Le fournisseur d’accès à Internet a finalement accepté d’envoyer les mails d’avertissement exigés par l’Hadopi...
Xavier Niel, le PDG de Free, capitule. Dans un entretien au quotidien économique Les Échos, il le reconnaît : "Nous allons commencer à envoyer les e-mails ce lundi". Dorénavant, l’Hadopi, la police du Net censée lutter contre le téléchargement illégal, peut compter sur la coopération de tous les fournisseurs d’accès à Internet (FAI).
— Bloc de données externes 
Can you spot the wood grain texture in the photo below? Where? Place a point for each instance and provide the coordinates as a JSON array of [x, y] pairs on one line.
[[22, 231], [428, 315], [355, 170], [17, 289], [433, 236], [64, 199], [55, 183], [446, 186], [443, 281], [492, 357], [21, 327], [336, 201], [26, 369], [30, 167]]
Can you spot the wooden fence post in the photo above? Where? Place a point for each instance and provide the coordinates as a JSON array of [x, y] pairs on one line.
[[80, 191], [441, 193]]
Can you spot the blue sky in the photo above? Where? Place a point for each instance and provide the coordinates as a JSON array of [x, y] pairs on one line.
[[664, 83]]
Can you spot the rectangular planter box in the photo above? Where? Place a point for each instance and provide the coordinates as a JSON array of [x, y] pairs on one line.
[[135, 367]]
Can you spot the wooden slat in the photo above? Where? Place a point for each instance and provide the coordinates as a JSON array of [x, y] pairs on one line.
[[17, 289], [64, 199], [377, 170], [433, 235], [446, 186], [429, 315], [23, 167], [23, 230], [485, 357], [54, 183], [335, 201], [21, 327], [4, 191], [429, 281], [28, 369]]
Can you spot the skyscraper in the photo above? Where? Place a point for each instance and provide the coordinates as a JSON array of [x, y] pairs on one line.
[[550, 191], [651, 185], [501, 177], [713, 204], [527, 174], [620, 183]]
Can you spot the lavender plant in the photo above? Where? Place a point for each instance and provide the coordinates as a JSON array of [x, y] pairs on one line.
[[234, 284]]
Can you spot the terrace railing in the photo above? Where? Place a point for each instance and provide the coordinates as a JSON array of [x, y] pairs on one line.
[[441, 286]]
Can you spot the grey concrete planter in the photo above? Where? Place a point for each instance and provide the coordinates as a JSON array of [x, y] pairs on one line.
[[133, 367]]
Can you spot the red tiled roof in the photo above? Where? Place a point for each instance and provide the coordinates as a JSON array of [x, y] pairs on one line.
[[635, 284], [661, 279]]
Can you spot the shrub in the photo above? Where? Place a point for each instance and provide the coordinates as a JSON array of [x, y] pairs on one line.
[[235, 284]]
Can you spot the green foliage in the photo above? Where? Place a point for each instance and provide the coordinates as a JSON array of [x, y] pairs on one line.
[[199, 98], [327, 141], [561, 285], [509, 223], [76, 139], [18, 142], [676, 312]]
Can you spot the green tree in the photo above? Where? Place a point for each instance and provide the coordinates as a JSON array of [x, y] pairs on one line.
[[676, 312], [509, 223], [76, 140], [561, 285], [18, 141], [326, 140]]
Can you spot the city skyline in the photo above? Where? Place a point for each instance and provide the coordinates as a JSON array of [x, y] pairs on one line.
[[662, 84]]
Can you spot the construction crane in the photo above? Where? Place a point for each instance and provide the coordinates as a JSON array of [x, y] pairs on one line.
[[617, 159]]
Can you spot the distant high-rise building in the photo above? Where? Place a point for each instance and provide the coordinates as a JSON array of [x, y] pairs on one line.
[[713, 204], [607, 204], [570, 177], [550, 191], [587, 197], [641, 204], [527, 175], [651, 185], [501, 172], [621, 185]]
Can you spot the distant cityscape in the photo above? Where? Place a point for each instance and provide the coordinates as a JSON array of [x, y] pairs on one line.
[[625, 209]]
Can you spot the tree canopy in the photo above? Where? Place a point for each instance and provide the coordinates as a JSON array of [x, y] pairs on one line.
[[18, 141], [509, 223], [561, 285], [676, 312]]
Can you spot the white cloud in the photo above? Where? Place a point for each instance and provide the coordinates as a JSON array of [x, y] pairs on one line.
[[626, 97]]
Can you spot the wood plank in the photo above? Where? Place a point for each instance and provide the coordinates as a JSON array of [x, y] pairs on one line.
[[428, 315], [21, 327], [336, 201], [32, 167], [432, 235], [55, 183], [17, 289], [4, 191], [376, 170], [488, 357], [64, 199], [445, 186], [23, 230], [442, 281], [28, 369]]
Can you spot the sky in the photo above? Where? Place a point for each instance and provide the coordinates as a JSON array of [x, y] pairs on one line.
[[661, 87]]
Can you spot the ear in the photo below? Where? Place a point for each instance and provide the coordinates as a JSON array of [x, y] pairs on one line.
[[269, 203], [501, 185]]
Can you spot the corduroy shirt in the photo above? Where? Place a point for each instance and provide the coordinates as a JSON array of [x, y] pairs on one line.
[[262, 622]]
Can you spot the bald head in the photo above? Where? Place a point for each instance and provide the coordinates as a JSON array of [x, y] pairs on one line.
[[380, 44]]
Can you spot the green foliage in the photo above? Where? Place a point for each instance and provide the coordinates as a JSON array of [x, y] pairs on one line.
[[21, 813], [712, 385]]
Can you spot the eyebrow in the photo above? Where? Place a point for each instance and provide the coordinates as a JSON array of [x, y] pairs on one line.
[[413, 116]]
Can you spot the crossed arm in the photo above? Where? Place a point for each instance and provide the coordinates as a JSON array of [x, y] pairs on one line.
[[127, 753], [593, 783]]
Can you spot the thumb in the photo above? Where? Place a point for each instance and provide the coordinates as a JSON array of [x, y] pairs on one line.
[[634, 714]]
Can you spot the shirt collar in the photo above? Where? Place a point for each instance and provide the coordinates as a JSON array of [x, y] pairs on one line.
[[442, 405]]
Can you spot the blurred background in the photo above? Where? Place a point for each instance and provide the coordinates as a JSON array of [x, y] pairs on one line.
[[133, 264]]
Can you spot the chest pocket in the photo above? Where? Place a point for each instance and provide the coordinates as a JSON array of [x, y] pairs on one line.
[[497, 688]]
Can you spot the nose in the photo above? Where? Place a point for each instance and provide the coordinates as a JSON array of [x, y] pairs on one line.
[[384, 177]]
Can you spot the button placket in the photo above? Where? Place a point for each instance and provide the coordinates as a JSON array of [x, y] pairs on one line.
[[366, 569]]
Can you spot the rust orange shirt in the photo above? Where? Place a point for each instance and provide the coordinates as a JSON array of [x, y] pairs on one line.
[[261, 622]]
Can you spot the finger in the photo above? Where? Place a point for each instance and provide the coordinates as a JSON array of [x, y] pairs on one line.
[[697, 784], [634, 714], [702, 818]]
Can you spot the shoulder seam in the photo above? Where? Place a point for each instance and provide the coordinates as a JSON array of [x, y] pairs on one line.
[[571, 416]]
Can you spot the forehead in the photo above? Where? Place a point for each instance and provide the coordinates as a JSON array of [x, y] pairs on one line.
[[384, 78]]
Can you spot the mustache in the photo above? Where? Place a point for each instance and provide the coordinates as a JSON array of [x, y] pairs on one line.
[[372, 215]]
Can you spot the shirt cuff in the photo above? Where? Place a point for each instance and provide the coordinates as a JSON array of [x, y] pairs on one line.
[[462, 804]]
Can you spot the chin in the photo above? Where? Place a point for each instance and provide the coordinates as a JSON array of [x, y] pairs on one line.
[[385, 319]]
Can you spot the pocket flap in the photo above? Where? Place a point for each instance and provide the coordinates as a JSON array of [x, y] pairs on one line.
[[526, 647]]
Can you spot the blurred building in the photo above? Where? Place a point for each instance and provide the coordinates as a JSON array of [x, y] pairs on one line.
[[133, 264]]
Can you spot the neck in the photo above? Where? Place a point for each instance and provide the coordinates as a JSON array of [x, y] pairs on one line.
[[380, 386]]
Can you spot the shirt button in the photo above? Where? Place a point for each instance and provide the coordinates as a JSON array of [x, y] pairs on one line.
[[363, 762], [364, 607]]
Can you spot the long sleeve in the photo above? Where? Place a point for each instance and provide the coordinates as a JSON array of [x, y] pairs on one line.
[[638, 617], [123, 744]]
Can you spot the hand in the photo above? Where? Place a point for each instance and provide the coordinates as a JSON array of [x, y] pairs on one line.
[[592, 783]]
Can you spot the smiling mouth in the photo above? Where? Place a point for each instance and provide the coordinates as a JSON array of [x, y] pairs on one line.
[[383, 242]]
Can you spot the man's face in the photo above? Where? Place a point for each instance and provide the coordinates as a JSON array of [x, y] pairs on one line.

Free avait provoqué l’ire du ministère de la Culture en refusant, depuis début septembre, d’envoyer ces fameux mails signifiant aux internautes qu’ils sont soupçonnés de téléchargement illégal. Un décret avait été adopté en urgence, en fin de semaine dernière, pour forcer la main à Free : les FAI qui refusent de jouer le jeu devront payer une amende de 1 500 euros par mail non envoyé.
Free ne compte pas pour autant rentrer sagement dans les rangs. Xavier Niel répète, dans son entretien aux Échos, que la loi créant l’Hadopi est "mauvaise et ne résout rien", et en appelle à une grande concertation pour trouver un moyen efficace de lutter contre le piratage.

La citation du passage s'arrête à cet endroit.